The publication of pictures of naked detainees being abused and humiliated in Baghdad's Abu Ghraib prison ``marked the shedding of the last part of the fig leaf worn by President Bush to justify his invasion of Iraq,'' said Hiro, 64, the London-based author of 25 books, including five on the Middle East. Among them is ``Iraq: In the Eye of the Storm.''
Bush affirmed his support for Defense Secretary Donald Rumsfeld last week as more photos were published showing abuse of Iraqi prisoners. ``You are doing a superb job,'' Bush told Rumsfeld at a news conference last Monday at the Pentagon. On Thursday, Rumsfeld made a surprise trip to Iraq to visit U.S. troops.

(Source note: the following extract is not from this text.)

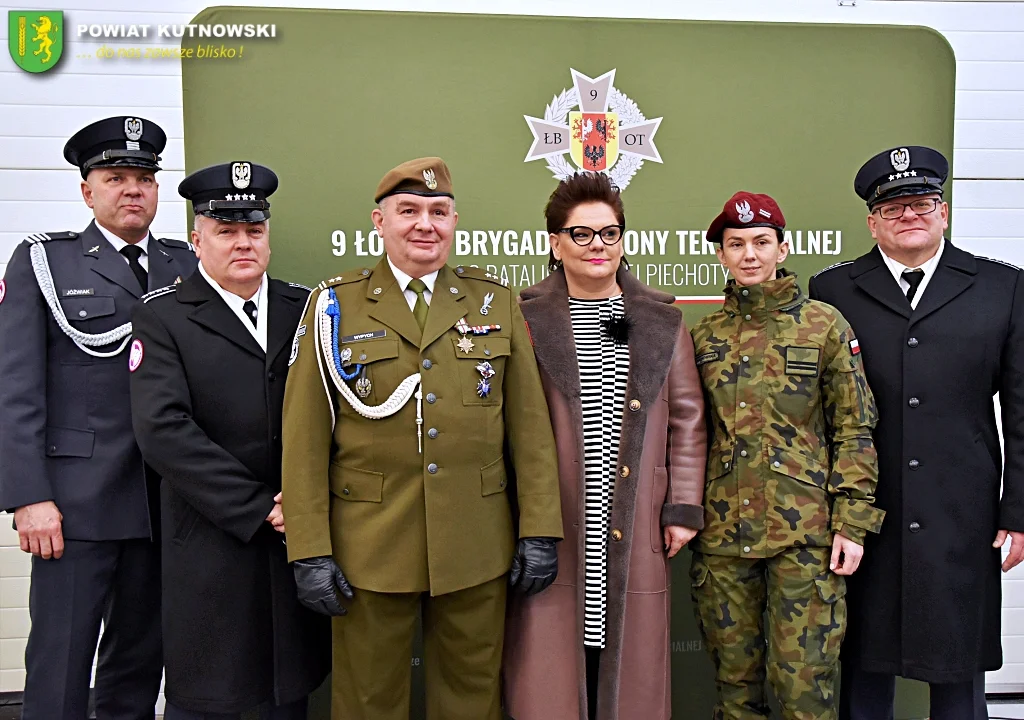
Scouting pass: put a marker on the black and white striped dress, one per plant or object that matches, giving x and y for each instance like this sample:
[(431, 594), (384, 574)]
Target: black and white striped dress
[(603, 372)]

As gun battles raged in Fallujah, a majority Sunni Muslim city, and Najaf, a Shiite holy city, the military death toll has escalated. In April, 145 coalition soldiers were killed, and 48 died in the first 17 days of May. Altogether, 895 allied personnel have been killed since the war began more than a year ago, according to coalition figures.
`Repeating History'
Ferguson, 40, a professor of history at New York University and author of the book ``Colossus: The Price of American Empire,'' said the U.S. hasn't understood that it is an imperial power, inheriting a role once played by the British. In 1920, British forces quelled a similar revolt in Iraq -- and remained in the country for another 35 years.
``We have the spectacle of a great English-speaking power occupying Iraq and more or less repeating history, precisely because it neglected to pay attention to it before,'' said Ferguson, who is also a senior fellow at the Hoover Institution in Palo Alto, California.